Herpes is a word that is signals fear and a lifelong tale of infection, pain, shame and misery. So far, there is no known cure for herpes, and anyone who does contract herpes will just have to deal with the matter. There are 24 million people in the United States of America who suffer from genital herpes. However, recent developments in research shows that there may be, in fact, an actual prevention for herpes.
Doctors are constantly studying how herpes works in the body and what prevention mechanism the body takes in order to control it. On this certain case researchers are more interested in the kind of measures the immune system makes to stop the herpes virus from spreading. This is done by taking skin samples from those who are affected by herpes and have sores that are healing or skin that are not completely affected.
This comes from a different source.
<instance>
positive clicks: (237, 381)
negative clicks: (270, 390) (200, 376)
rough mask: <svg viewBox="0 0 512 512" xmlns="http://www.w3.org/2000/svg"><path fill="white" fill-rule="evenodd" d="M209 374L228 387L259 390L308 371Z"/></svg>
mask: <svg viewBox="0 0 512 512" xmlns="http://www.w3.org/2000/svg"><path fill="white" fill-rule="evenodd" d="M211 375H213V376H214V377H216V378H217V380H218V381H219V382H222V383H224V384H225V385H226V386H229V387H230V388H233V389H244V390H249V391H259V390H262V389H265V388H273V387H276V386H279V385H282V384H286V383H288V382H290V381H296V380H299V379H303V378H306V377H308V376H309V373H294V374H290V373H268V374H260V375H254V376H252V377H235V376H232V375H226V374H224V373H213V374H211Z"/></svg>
Doctors used to think that the herpes virus would travel from the nerve cell to the tip, causing painful sores at the skin. Since antibodies are not always available in every patient’s body, this case would be generally unhindered by anything from the immune system. However, they were in for a surprise.
After taking the skin samples, putting in the fluorescent stain and putting the sample under a powerful microscope, the doctors discovered a variety of cells with the immune system has to curb any virus outbreak. Their attention, in order to create a herpes vaccine, moved to a particular type of cell called CD8 killer T cells.
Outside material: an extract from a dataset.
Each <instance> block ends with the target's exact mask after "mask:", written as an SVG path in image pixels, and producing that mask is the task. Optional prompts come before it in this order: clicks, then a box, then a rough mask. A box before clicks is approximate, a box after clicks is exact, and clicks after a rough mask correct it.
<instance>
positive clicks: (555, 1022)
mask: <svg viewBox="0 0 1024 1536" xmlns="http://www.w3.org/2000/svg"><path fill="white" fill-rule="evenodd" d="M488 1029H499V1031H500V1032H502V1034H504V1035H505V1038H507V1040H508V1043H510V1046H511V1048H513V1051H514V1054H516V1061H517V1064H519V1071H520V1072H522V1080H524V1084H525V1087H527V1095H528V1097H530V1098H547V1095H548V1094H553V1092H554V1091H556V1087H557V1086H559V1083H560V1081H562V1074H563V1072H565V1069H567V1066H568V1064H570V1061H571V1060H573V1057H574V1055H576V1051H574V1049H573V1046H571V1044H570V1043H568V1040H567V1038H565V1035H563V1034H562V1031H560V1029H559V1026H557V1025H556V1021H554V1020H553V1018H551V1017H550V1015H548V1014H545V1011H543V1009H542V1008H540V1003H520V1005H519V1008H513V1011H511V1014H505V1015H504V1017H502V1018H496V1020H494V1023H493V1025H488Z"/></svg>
More About CD8 killer T cells
- CD8 killer T cells do not work like the ordinary white blood cells.
They do not produce antibodies which deactivate the body of the foreign particle. CD8 killer T cells do exactly what they were named for- they kill the virus infected cells in the body.
- CD8 cells are discovered to be around the skin, guarding the nerve ends, from where the herpes virus usually appears and creates painful sores.
Viruses work differently from other microorganisms. Viruses replicate by entering the cell of the host body; then the virus takes over the nucleus, and programs the cell to create copies of the virus, after which the virus copies burst out of the now very dead cell.
- The CD8 killer T cells are thought to be the second base of protection in the body.
If the cell is infected by viruses, the CD8 killer T cells release perforin, a chemical that instantly kills the cell in the body so that it can no longer create copies of the virus. Thus, the number of viruses do not increase. Researchers tested this phenomenon by placing CD8 killer T cells in an area with no herpes virus, and it did not release perforin, thus keeping the cells around t intact.
- The CD8 killer T cells are capable of more than just killing off infected cells.
Researchers observed that CD8 cells can release chemicals that will summon other CD8 cells to come to the scene of crime where the viruses are being fought.
- CD8 killer T cells are also capable of remaining on the skin for an extended period of time.
To add more, CD8 killer T cells also show signs of keeping memory, where it can recognize different types of infections.
- Unlike many other immune cells, the CD8 killer T cells are known to exist in the skin, especially on the nerve endings where the herpes virus usually breaks out from.
Since the patients being observed are herpes patients, this is the only form of behavior observed so far from the CD8 cells. In fact, doctors have discovered that the CD8 cells usually do a pretty good job in keeping the viruses at bay. The outbreaks, compared to the curbing that the CD8 does, are few and exceptional cases.
So are CD8 killer T cells the magical solution and prevention for genital herpes? Researchers have advised to not keep our hopes up too high. There is still very little known of the CD8 cells and what they are capable of. So, while we can sit and dream of a world where herpes is not a major threat, science has a long way to go to make CD8 cells the new penicillin.